1. The functionality of the CUs - 2024.2 English

Vitis Libraries

Release Date
2024-11-29
Version
2024.2 English
  • The loadCol CU reads the input dense column vector and the NNZ column pointer entries from two physically separated DDR device memories DDR0 and DDR1 as shown in the preceding figure, and send them to the bufTransColVec and bufTransNnzCol CUs to buffer and select entries for each computation path connected to each HBM channel.
  • The bufTransColVec CU reads the input dense vector entries that belong to each block, split them into chunks for each HBM channel, buffer all those chunks (16 in total in this design) and transmit the data to its corresponding xBarCol CU.

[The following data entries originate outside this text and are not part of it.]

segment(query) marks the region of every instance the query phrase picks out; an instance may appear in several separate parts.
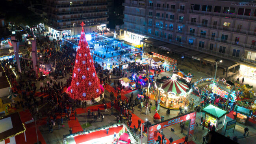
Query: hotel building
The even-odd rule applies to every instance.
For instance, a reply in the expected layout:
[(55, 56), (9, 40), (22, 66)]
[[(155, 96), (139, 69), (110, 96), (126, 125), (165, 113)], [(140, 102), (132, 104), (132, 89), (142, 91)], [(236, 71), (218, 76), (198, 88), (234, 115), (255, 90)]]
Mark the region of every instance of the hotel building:
[(256, 1), (249, 2), (125, 0), (124, 24), (117, 28), (144, 48), (204, 61), (213, 69), (220, 58), (218, 66), (227, 73), (240, 70), (256, 79)]
[(107, 0), (43, 0), (46, 28), (60, 35), (80, 34), (83, 21), (85, 33), (102, 30), (108, 24)]

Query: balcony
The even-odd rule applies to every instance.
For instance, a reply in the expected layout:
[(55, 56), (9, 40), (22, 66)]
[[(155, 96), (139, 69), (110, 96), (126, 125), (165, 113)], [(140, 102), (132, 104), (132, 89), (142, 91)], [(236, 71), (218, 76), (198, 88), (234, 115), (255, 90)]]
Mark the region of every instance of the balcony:
[(124, 22), (130, 23), (132, 23), (132, 24), (137, 24), (137, 25), (142, 26), (145, 26), (145, 23), (141, 23), (141, 22), (136, 22), (136, 21), (128, 20), (126, 20), (126, 19), (123, 19), (123, 21)]
[(62, 13), (57, 13), (57, 15), (69, 15), (72, 14), (76, 14), (80, 13), (98, 13), (101, 12), (106, 12), (108, 11), (108, 9), (99, 9), (99, 10), (92, 10), (90, 11), (70, 11), (70, 12), (62, 12)]
[(142, 14), (139, 13), (131, 13), (131, 12), (129, 12), (127, 11), (124, 11), (124, 15), (132, 15), (133, 16), (137, 16), (139, 17), (142, 17), (143, 18), (145, 17), (145, 14), (143, 15)]
[(237, 20), (256, 20), (256, 17), (248, 16), (246, 15), (237, 15), (236, 14), (232, 14), (228, 13), (215, 13), (214, 12), (204, 11), (195, 11), (194, 10), (188, 9), (187, 13), (193, 13), (202, 15), (209, 15), (211, 16), (219, 17), (221, 18), (227, 17), (237, 19)]
[(122, 6), (130, 6), (133, 7), (137, 7), (139, 8), (145, 8), (145, 5), (142, 5), (141, 4), (126, 4), (124, 2), (122, 3)]
[(87, 20), (89, 19), (97, 19), (97, 18), (108, 18), (108, 15), (104, 15), (98, 16), (95, 16), (95, 17), (82, 17), (82, 18), (80, 18), (58, 20), (57, 20), (57, 22), (69, 22), (69, 21), (77, 21), (77, 20)]
[(190, 25), (196, 26), (198, 27), (202, 27), (209, 28), (212, 28), (220, 30), (221, 31), (233, 32), (239, 33), (240, 34), (246, 34), (247, 33), (247, 31), (243, 30), (237, 30), (233, 28), (227, 28), (223, 26), (202, 24), (199, 22), (191, 22), (189, 21), (186, 21), (186, 24)]
[(56, 8), (63, 8), (63, 7), (83, 7), (87, 6), (96, 6), (108, 5), (108, 3), (93, 3), (93, 4), (66, 4), (63, 5), (57, 5), (56, 6)]

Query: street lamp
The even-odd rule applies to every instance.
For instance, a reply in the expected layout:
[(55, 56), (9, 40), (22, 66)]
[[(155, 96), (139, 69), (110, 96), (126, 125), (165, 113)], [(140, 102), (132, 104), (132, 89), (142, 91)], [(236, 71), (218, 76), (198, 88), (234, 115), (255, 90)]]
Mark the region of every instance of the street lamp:
[(153, 55), (154, 55), (154, 54), (152, 53), (152, 52), (148, 52), (148, 54), (149, 54), (150, 55), (152, 55), (152, 57), (151, 57), (151, 59), (150, 59), (150, 63), (149, 63), (149, 69), (148, 70), (148, 85), (149, 85), (149, 74), (150, 74), (150, 70), (151, 69), (151, 61), (152, 60), (152, 59), (153, 58)]
[(216, 74), (217, 73), (217, 62), (219, 62), (220, 63), (222, 63), (222, 60), (221, 59), (217, 59), (215, 60), (215, 65), (216, 65), (216, 68), (215, 69), (215, 74), (214, 74), (214, 81), (213, 82), (215, 83), (215, 81), (216, 81), (215, 79), (216, 79)]
[[(226, 83), (227, 84), (228, 84), (228, 85), (232, 86), (235, 85), (234, 83), (233, 83), (232, 82), (230, 81), (228, 81), (226, 82)], [(227, 100), (227, 102), (226, 103), (226, 107), (225, 108), (225, 110), (226, 111), (227, 108), (228, 108), (228, 103), (229, 102), (229, 96), (230, 95), (230, 93), (232, 93), (232, 91), (233, 90), (233, 89), (234, 89), (234, 88), (235, 87), (233, 87), (233, 88), (232, 89), (231, 89), (231, 90), (230, 90), (230, 92), (228, 92), (228, 99)]]

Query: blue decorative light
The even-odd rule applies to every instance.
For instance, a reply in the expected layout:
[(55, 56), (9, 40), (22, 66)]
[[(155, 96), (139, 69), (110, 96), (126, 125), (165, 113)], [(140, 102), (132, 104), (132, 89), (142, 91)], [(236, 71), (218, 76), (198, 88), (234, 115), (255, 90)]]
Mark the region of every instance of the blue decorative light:
[(85, 97), (85, 96), (86, 96), (86, 94), (85, 94), (85, 93), (83, 92), (83, 96)]
[(85, 76), (84, 76), (84, 75), (82, 76), (82, 78), (83, 79), (85, 79)]

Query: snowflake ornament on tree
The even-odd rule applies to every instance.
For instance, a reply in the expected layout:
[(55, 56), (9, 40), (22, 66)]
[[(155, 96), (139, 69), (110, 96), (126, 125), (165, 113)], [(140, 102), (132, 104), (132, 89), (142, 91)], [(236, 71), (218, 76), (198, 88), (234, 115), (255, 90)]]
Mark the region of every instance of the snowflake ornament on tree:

  • The bufTransNnzCol CU reads the column pointer entries that belong to each block, split them into chunks for each HBM channels, buffer all those chunks (16 in total in this design) and transmit the data to its corresponding xBarCol CU.
  • The xBarCol CUs, one for each HBM channel, select the input dense vector entries according to the NNZs’ column pointer entries and send the result to cscRow CUs for computations.
  • Each cscRow CU reads the value and row indices of NNZs from one HBM channel and multiplies the values with their corresponding column entries received from the connected xBarCol CU, and accumulates the results along the row indices.
  • Each readWriteHbm CU connects to eight HBM channels, and reads the NNZs’ value and row indices from those connected HBM channels and send the results to the corresponding cscRow CUs. It also collects the results from eight cscRow CUs and writes them back to the corresponding HBM channels. In total, two readWriteHbm CUs are used to connect to 16 HBM channels.